しかし、ラムレーズンアイス、マジでうまいぜ。
アイスを食べている途中、音水は楽しそうに笑いながらあの事を話し始めた。
「でも安心しました。結衣花さんが一人暮らしをするから、笹宮さんが保護者代わりになっているんですね」
「まぁ、そんなところだ」
このまま中途半端にバレて誤解を招くなら、いっそのこと状況を全部説明した方がいい。
そう考えて、結衣花が一人暮らしをすることになった経緯をざっくりとではあるが伝えることにした。
音水も一度だけゆかりさんに会っているから、説明しやすくて助かったぜ。
そんなやり取りがあったこともあり、音水も今日はこの部屋に泊っていくという事になった。
つーか、スーパーで買い物をしている時に、こっそりお泊りグッズを買ってるんだもんな。

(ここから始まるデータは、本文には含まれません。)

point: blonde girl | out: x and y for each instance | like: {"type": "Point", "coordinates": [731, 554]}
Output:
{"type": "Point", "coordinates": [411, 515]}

食事をする前にはすでにお泊り前提になってて驚いたぜ。
「おっと、風呂が沸いたな。音水、先に入っていいぞ」
「そうですか? じゃあお先に」
「ああ、ゆっくりしてくれ」
さて、片付けをするか。
ダイニングで洗い物をしていると、結衣花が隣に立って手伝いをしてくれる。
「後輩さんって、本当に頭がいいね。応用力がすごいっていうか」
「ああ。結衣花もこっちに泊まるんだろ? いいのか?」
「うん。後輩さんとエッチしたいなら私は自分の部屋に戻るけどどうする?」
「こら」
まったく、こういう会話をサラッとするところは出会った頃から変わらないな。
困ったものだ。
すると結衣花は急に声のトーンを落として訊ねてきた。
「……お兄さんって、やっぱり音水さんが好きなの?」
「なんだよ急に」
「だって、音水さんと話している時だけ声が違うんだもん」
「声?」
なんのことだ?
いつも通りに話していたつもりだが……。
あ、そうか。もしかして……。
「たぶんアレだ。もともと音水は俺のことを怖がってたんだよ」
「え? そうなの?」
「ああ、初めて教育係についた日は一日中震えていたくらいだからな。それで話し方は注意していたんだ」
この話は結衣花に初めてするかもしれない。
そのためか結衣花はかなり驚いているようだ。
「……ちょっと意外。私と会う前から自分を変えようとしていたんだ」
「まぁ、無愛想主義から脱却することを決めたのは結衣花に会ってからだけどな。しかし声なんかを気にしていたのか。もしかして妬いてたとか?」
「生意気」
「すまん。言ってみただけだ」
しばらく洗い物を続けてると、また結衣花がぽつりとつぶやく。
「……ごめんね」
「なんだよ、急に」
「会社で音水さんの前で話をしている時、『夫婦みたい』って言われたでしょ? 本当なら普通に否定すればいいのに、便乗するようなことを言っちゃったから」
「自覚あったのか」
「うん。お兄さんを困らせたくなって、つい……」
「気にするほどの事じゃないさ」
そうさ。このくらいのことは気にすることじゃない。
俺達はもう家族みたいなもんじゃないか。
「ちょっとくらいなら、わがまま言っていいんだからな。俺達、それなりに信頼関係あるだろ」
「うん」
そして結衣花は言う。
「じゃあ、カピバラを飼ってみたい」
「ちょっとくらいって言ったの、聞いてなかったのか」
■――あとがき――■
いつも読んで頂き、ありがとうございます。
書籍の発売日が発表されました!
ファンタジア文庫から4月20日発売予定です!
次回、寝起きの音水とラブコメ展開?
投稿は朝7時15分。
よろしくお願いします。(*’ワ’*)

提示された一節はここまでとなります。